Und was sagt die GDL? Gewerkschafts-Chef Weselsky sieht die Tarifeinigung mit der Bahn als Erfolg. „Wir haben keinen Misserfolg, sondern einen Erfolg, fast auf der ganzen Linie.“Seine Begründung: „Ich beginne mit dem Hinweis, dass die 35-Stunden-Woche auch bei der Deutschen Bahn AG schrittweise Stück für Stück normativ in den Tarifverträgen eingeführt wird und dass das Entgelt nicht abgesenkt wird.“Nur in einem Punkt habe die Gewerkschaft sich nicht durchsetzen können: Die GDL wird auch künftig keine Tarifverträge für die Beschäftigten in der Infrastruktur abschließen.
Was sagen Vertreter aus der Politik zum Ende des Tarifstreits? Bundesverkehrsminister Volker Wissing (FDP) hat die Heftigkeit der Auseinandersetzung kritisiert. Es sei gut, dass der Tarifkonflikt beigelegt sei, sagte er dieser Redaktion.
Er sei eine große Belastung für die Bürgerinnen und Bürger gewesen, so Wissing. „Jetzt muss man nach vorne schauen. Die Heftigkeit der tariflichen Auseinandersetzung sollte allerdings nicht Schule machen“, erklärte er.
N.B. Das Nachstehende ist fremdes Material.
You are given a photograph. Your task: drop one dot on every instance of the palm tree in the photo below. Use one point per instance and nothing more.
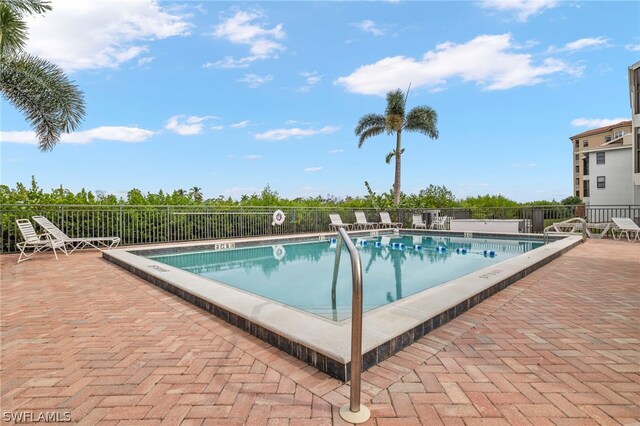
(196, 193)
(421, 119)
(36, 87)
Der Bahnbeauftragte der Bundesregierung, Michael Theurer (FDP), zeigt sich erleichtert, dass die BahnStreiks nun ein Ende gefunden haben. „Die Streiks hatten drastische Auswirkungen auf Dritte und haben Deutschland an die Grenze der Belastungsfähigkeit geführt“, sagte Theurer dieser Redaktion. Er richtet seinen Blick aber auch Richtung Zukunft. „Ich erwarte von Management und Belegschaft, dass zeitnah auch Reformen angepackt werden, mit denen die höheren Löhne und geringeren Arbeitszeiten wirtschaftlich tragfähig werden können“, fordert Theurer. Schon heute mache die DB in ihren eigenwirtschaftlichen Geschäftsfeldern erhebliche Verluste. „Der Konzern sollte sich nicht darauf verlassen, dass der Steuerzahler diese Verluste ausgleicht.“
Die Züge fahren wieder – und wie geht es jetzt weiter?
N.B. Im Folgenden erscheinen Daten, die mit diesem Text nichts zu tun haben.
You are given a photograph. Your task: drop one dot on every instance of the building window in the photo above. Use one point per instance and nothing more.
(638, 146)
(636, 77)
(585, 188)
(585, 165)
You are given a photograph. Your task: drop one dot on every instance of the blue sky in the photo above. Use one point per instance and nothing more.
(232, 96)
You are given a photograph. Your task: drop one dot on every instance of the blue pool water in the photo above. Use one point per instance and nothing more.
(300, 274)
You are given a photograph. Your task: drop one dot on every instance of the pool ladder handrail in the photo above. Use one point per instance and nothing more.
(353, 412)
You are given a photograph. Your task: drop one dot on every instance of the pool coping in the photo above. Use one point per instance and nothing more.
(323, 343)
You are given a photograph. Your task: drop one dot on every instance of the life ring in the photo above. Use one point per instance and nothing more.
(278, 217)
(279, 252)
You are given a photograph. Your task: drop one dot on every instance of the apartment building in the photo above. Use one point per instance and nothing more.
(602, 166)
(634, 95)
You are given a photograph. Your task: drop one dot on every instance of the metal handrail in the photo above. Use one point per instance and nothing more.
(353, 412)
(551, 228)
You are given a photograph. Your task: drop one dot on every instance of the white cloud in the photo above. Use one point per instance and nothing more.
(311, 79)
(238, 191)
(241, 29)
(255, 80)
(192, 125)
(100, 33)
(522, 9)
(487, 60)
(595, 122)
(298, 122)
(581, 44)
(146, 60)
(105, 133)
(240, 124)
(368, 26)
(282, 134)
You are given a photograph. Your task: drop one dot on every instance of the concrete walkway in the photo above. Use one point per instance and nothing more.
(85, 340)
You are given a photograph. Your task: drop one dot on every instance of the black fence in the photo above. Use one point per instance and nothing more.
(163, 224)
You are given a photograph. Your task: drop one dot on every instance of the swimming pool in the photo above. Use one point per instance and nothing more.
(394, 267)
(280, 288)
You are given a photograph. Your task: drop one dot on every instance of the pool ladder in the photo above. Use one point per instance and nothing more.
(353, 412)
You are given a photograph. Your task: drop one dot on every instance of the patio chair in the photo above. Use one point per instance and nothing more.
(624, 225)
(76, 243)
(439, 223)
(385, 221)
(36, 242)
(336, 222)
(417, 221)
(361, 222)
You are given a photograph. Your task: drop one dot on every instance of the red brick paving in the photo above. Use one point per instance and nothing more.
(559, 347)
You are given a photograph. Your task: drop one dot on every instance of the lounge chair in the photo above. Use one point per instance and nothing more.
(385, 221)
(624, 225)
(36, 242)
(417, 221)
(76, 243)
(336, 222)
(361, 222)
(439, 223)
Bis Ende Februar 2026 gilt laut DB nun Friedenspflicht mit der GDL. Der Tarifvertrag läuft 26 Monate bis Ende 2025, danach folgt eine zweimonatige Verhandlungsphase, in der ebenfalls keine Streiks möglich sind. Darüber hinaus werden bereits vor Beginn der Verhandlungen Schlichtungsmodalitäten für den Fall abgestimmt, dass sie nicht gütlich zu Ende gebracht werden können. Auch das ist neu und schafft einen geordneten Rahmen für die nächste Tarifrunde. Die Laufzeit für die Bestimmungen zur Arbeitszeit endet sogar erst Ende 2028.